В лесу прифронтовом | страница 2



Настройку экранов выверяли по очереди примерно два раза в неделю. Два пи эр – длина окружности с радиусом в километр, – шесть с лишним километров, да еще километр туда и километр обратно, и по сорок минут на каждый экран: вот вам пять потерянных часов от обеда до ужина. И так – четвертый месяц…

Олег выкинул окурок, надвинул капюшон, зашагал по мокрому ковру из желтых опавших листьев, по мокрой черной земле, по лужам, не выбирая дороги. Все равно всюду как в песне: «Вода, вода, кругом вода». И холодные капли – по лицу, и в сапогах подозрительно хлюпает, и если у Старкова насморк, то Олег давно уже должен схватить воспаление легких, тонзиллит, радикулит и еще с десяток болезней, вызываемых чрезмерным количеством падающей с неба и хлюпающей под ногами воды.

Они сами вызвались поехать со Старковым, никто их не заставлял, не уламывал. Однажды после лекций Старков подозвал их и спросил как бы между прочим:

– Куда на практику, ребята?

– Не знаю, – пожал плечами Олег. – Может быть, в Новосибирск, в Институт ядерной физики…

– Стоит ли… – Старков поморщился. – Проторенная дорожка.

– А где непроторенная?

– Хотя бы у меня…

Это не было самодовольным хвастовством: Старков имел право так говорить. Что ж, он поздно начал: помешала война. В сорок втором семнадцатилетним мальчишкой ушел в партизанский отряд, а в сорок пятом, уже майором действующей армии вернувшись из Берлина, поступил на физфак в МГУ. Вот так и шел в науке – с опозданием на четыре военных года (опять «четыре»: ну никуда не уйти от этой цифры!), аспирантура, кандидатская, потом лет десять молчания и – блестящая докторская диссертация, в которой он приоткрыл тайну пресловутой временной координаты. Двумя годами позже он уже теоретически обосновал ее, прославив свое имя в скупом на восторги мире физиков. И снова молчание: Старков разрабатывал эксперимент, которым хотел подтвердить теорию, казавшуюся почти фантастикой.

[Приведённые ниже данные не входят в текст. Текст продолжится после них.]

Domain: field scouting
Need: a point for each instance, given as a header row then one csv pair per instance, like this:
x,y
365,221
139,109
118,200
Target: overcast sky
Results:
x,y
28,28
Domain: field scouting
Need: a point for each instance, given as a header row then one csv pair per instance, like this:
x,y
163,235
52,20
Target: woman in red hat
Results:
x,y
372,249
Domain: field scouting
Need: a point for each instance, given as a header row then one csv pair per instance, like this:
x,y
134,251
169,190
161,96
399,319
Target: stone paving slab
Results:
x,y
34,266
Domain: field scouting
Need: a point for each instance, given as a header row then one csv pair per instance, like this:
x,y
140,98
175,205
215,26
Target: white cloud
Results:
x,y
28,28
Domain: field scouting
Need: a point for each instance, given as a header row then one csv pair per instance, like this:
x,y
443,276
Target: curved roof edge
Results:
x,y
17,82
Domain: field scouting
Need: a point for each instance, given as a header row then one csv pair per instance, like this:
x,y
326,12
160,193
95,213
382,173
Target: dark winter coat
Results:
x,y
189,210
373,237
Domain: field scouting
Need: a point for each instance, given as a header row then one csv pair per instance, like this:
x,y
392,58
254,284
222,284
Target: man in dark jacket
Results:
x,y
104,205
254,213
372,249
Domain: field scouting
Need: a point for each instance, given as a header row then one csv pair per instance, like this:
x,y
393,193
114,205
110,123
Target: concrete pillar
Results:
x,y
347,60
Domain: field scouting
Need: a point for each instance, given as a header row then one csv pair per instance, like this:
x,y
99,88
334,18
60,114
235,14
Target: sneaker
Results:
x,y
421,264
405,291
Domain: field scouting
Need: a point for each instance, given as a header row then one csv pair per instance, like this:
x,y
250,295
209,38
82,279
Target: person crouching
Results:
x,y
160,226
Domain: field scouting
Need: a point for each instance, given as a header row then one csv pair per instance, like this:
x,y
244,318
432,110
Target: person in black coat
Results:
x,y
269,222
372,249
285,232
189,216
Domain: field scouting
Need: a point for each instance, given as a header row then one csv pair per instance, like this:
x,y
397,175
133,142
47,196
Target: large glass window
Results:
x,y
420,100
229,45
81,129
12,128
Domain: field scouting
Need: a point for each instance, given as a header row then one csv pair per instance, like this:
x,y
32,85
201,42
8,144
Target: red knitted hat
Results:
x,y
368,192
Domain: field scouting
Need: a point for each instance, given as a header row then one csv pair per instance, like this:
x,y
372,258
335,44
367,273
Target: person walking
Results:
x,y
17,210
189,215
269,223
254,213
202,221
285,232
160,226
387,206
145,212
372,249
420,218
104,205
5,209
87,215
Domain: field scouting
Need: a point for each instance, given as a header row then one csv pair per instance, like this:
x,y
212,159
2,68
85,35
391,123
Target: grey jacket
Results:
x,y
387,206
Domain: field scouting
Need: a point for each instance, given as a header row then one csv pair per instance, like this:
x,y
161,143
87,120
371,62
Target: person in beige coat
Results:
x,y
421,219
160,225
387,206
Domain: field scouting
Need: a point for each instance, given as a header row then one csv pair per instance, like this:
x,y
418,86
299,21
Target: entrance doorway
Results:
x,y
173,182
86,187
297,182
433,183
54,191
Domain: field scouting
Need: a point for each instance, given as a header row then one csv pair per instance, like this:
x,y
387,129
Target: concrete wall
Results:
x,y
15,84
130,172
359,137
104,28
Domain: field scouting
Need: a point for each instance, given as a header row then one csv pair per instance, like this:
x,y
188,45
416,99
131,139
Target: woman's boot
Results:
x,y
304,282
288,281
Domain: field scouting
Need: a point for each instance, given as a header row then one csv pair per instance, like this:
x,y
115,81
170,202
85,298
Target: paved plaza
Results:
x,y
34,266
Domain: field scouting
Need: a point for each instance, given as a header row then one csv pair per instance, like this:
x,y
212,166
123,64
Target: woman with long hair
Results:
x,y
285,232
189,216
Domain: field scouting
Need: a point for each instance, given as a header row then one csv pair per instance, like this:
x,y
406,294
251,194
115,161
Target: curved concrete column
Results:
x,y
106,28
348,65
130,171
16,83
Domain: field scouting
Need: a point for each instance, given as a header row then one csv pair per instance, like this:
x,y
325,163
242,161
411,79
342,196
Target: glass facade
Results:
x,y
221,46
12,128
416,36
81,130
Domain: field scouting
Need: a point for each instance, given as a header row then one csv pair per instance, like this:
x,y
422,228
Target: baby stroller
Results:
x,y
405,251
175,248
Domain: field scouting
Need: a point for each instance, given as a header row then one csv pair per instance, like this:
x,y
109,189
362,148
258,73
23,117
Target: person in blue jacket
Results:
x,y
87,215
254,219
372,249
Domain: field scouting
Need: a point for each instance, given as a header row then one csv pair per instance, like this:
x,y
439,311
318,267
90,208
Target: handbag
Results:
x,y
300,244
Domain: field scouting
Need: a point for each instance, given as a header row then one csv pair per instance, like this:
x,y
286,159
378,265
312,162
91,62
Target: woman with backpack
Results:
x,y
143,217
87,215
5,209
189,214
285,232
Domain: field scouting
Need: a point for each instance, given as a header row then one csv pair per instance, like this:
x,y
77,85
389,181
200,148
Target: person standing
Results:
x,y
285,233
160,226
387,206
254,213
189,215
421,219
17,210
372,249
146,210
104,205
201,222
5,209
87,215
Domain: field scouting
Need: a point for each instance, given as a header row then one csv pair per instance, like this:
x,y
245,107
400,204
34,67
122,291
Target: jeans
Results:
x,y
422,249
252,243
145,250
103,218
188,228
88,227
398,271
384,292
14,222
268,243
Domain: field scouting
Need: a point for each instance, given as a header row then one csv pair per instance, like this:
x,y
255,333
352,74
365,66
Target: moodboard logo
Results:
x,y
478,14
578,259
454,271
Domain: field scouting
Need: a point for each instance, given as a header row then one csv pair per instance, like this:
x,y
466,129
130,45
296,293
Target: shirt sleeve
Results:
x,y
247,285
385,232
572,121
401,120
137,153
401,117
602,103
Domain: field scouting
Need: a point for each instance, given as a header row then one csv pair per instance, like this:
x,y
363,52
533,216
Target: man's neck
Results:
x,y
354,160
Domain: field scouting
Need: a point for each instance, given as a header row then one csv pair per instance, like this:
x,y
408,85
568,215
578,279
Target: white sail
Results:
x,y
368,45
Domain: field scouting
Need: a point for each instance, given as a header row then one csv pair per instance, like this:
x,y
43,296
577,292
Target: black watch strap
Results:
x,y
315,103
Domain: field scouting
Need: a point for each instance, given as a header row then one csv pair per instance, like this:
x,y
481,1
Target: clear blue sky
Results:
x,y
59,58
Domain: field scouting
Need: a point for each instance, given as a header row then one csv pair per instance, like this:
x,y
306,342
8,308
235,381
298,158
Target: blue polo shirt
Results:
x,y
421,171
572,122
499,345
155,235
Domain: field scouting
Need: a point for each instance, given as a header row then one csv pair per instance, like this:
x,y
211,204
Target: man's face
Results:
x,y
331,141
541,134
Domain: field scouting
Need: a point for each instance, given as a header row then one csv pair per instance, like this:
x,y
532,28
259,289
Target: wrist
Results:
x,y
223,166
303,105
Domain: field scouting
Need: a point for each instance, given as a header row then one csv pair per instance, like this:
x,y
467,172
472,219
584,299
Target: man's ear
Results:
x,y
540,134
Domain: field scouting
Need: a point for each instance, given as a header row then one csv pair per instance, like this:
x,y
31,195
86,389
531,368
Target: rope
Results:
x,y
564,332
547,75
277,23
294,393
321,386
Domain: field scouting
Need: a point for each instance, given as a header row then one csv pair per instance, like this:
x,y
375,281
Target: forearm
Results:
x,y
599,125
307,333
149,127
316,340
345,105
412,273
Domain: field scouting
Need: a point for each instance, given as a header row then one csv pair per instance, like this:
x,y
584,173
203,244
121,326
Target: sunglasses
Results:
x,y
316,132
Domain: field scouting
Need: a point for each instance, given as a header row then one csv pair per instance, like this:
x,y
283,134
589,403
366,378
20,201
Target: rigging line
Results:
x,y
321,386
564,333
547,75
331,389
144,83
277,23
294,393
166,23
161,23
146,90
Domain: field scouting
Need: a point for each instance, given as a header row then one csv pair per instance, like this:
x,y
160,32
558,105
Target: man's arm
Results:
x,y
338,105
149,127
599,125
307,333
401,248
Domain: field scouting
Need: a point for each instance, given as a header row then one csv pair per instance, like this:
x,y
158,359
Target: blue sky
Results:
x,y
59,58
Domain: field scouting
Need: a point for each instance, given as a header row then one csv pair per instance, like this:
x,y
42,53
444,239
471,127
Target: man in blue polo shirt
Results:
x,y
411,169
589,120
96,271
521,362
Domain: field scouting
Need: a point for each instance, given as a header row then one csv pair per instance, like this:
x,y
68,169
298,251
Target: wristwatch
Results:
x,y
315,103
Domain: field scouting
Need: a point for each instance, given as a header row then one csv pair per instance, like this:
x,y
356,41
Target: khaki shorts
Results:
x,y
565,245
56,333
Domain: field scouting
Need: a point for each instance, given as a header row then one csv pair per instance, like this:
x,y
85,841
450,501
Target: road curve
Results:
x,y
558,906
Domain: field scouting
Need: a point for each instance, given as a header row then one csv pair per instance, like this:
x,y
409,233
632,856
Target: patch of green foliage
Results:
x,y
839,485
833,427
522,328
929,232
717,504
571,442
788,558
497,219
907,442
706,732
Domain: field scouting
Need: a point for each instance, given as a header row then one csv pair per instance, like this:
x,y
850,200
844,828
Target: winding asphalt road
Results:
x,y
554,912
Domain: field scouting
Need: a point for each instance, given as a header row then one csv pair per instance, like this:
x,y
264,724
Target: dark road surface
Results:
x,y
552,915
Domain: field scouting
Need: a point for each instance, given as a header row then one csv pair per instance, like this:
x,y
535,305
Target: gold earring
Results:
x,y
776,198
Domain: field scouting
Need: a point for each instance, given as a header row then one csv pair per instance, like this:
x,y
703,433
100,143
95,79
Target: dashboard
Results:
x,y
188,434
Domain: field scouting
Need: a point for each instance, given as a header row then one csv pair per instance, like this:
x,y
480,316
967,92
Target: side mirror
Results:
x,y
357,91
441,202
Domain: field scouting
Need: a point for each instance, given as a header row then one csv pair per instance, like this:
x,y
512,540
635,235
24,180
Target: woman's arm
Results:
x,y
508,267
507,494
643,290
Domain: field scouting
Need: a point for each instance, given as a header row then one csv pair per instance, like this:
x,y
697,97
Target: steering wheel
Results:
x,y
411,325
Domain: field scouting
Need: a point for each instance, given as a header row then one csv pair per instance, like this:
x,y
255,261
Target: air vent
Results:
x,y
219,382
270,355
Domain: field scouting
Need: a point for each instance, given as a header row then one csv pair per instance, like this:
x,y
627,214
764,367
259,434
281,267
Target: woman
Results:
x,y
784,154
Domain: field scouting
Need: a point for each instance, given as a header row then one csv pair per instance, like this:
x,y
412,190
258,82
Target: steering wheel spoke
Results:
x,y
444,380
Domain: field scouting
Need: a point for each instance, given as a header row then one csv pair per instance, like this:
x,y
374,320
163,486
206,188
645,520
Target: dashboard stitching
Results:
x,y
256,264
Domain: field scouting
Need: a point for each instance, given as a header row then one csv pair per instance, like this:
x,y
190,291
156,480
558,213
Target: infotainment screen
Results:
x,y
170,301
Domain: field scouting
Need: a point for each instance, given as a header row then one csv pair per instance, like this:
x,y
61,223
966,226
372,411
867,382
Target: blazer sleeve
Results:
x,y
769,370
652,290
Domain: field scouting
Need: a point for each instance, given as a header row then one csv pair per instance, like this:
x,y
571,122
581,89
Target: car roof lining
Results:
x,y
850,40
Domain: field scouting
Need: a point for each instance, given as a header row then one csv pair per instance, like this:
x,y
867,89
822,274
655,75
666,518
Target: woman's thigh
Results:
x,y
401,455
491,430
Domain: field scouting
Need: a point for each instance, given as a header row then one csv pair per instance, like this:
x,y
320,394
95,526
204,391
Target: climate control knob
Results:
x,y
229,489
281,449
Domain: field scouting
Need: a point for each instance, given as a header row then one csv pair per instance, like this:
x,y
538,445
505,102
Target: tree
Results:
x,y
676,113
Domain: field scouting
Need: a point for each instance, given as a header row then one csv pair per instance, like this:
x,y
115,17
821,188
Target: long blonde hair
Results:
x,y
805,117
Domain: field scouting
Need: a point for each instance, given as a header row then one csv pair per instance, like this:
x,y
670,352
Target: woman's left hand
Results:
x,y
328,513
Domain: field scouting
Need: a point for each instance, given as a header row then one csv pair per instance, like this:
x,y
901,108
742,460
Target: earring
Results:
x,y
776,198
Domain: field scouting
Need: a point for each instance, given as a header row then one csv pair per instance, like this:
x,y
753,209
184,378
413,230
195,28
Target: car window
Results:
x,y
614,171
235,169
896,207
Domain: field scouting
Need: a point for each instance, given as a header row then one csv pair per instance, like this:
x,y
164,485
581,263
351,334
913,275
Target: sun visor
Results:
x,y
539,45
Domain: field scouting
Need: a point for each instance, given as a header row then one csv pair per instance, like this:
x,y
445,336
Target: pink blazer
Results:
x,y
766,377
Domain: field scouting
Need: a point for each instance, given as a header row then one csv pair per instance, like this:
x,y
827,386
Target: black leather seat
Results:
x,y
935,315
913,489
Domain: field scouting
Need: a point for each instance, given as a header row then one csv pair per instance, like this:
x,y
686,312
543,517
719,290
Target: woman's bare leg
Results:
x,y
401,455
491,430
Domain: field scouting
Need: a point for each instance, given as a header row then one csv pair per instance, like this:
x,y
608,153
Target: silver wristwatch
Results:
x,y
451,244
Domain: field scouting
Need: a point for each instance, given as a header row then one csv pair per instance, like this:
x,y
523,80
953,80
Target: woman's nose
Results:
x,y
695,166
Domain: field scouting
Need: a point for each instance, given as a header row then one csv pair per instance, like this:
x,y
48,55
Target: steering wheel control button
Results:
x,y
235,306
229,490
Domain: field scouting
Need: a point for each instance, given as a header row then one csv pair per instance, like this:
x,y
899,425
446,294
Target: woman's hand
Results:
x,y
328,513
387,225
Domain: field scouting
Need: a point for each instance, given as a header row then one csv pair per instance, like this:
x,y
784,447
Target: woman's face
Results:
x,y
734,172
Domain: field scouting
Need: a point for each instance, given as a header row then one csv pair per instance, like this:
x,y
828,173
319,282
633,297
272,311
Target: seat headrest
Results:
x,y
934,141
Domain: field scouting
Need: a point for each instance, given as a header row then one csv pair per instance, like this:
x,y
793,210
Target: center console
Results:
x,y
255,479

Потом уже, когда они ехали в Брянск, погрузив на железнодорожную платформу генератор и детали экранов-отражателей, Старков объяснил причину своей таинственности:

– Кое-что готово, а что – неизвестно. Не хочу раньше времени будоражить ученую братию. Не получится – смолчим, спишем на «первый блин»…

«Первый блин» и вправду получился комом. Старков мрачнел, орал на ребят, но, кажется, смирился с неудачей.

– Вернемся в Москву – доработаем. Идея верна, а где-то спотыкаемся. Помозгуем зимой, а будущим летом опять сюда. Идет?